At Costco I got to see my favorite employee whom I shall not name but she always wears beautiful mermaid eye make-up. We had a three minute conversation wherein we talked about how much we hate Trump and love Obama. I teared up but that's just me. I can't stand not being able to hug Brenda. We've had a hugging relationship for years and now we can't. 
FUCK TRUMP!

Fuck him, fuck him, fuck him. Every day my anger and hatred for him get bigger and every day I realize that holding all of this anger and hatred are doing neither me nor the world any good. But I have to tell you- I am not an enlightened being. I sorta, kinda, maybe, maybe not, believe that we shouldn't put that sort of energy into the world but I also think that that's really not how it works. Sure, if you're constantly angry at everyone and everything, you make the lives of anyone around you miserable. That's a fact. But me sitting here thinking how much I hate Trump? Well, it might not be doing me any good but I seriously doubt the universe is going to be any worse off. Even writing about it and sending that out into the world isn't going to change a thing. These are just my feelings. 
As an extremely non-religious person, the idea of positive or negative energy just sounds way too much like the power of prayer to me and I'm not buying any of that. If you're a loving person, I can feel it no matter how much you can't stand the president. And if you're not a loving person, I don't care what you say, I'll be able to feel that too. 
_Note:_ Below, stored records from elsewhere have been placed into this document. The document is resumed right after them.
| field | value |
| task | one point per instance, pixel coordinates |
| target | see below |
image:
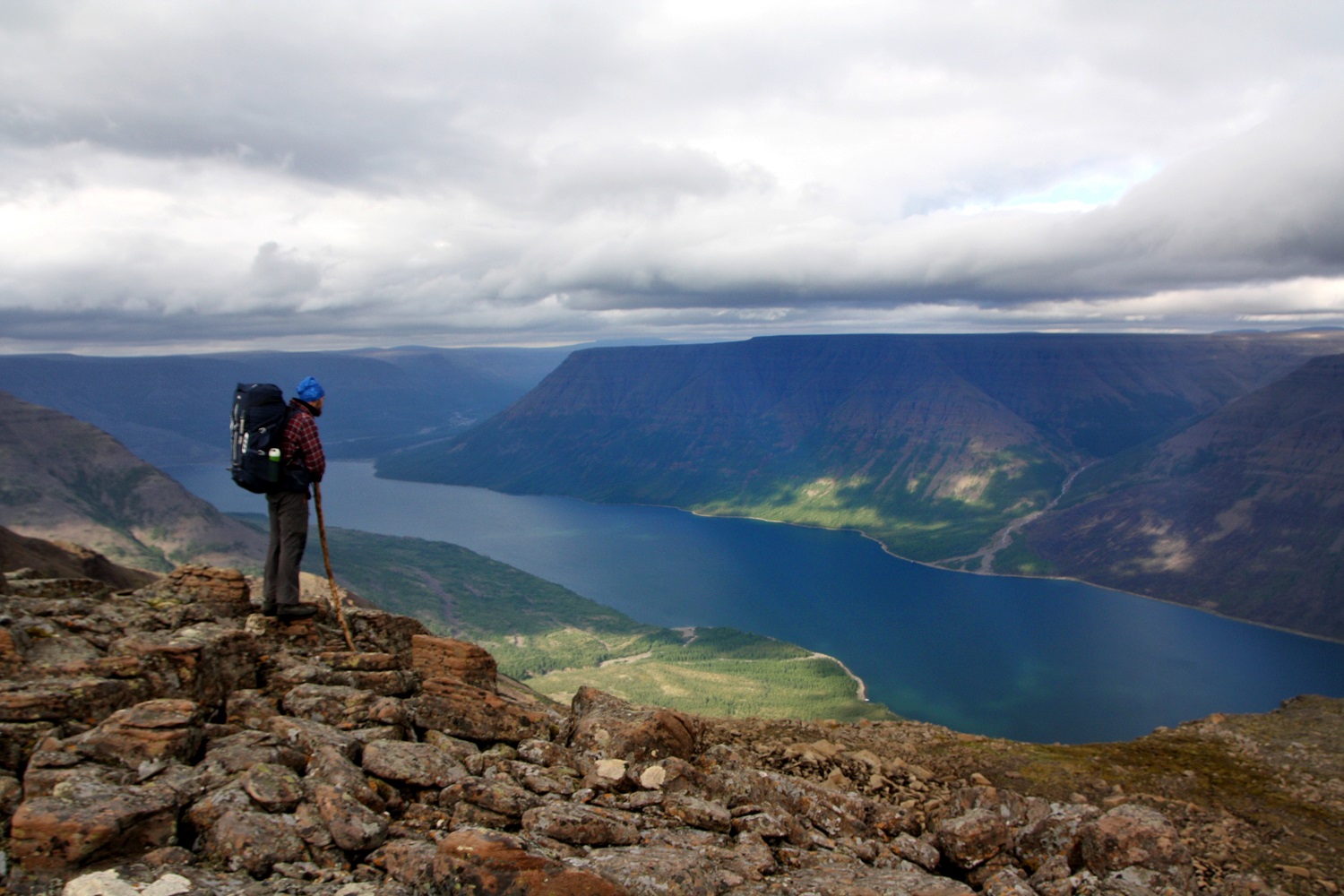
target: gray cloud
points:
(244, 169)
Okay. I'm a cranky old mess today. I'll admit it. And I'll also admit that I don't know shit. How many times have I said that? 
About a billion. 
Of course, I do think I know some things but I'm willing to acknowledge that I could be wrong. 

I know how to cook shrimp. I'm fairly certain I'm not wrong about that. And now, I believe I shall go cook some. 
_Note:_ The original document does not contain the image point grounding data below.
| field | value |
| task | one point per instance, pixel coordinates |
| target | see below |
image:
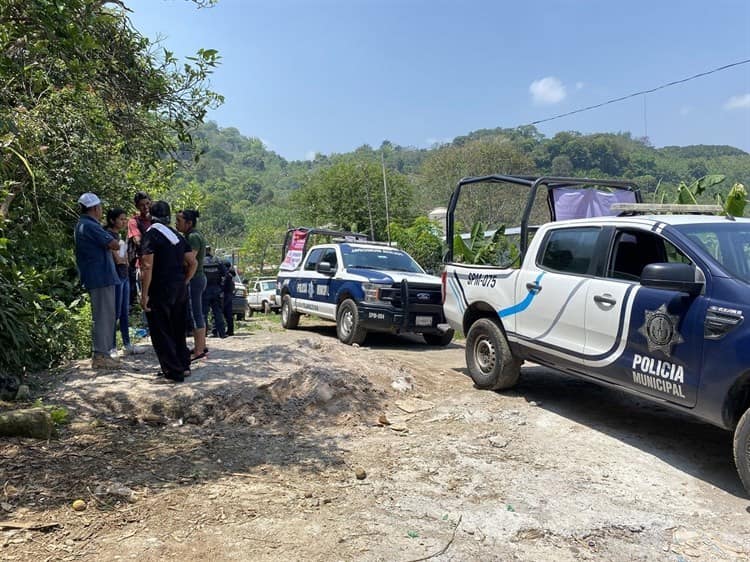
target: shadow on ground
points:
(696, 448)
I apologize for the mess this post is. I think this is just one of those days where everything is catching up with me from the pandemic and how our country is handling it to whatever Trump said last that made me want to punch a wall. Or curl into a ball. 
Something. 
I should probably learn to meditate which I do believe has positive value because it's been proven. By science. 
Meanwhile, here I am. Being a royal, unenlightened bitch.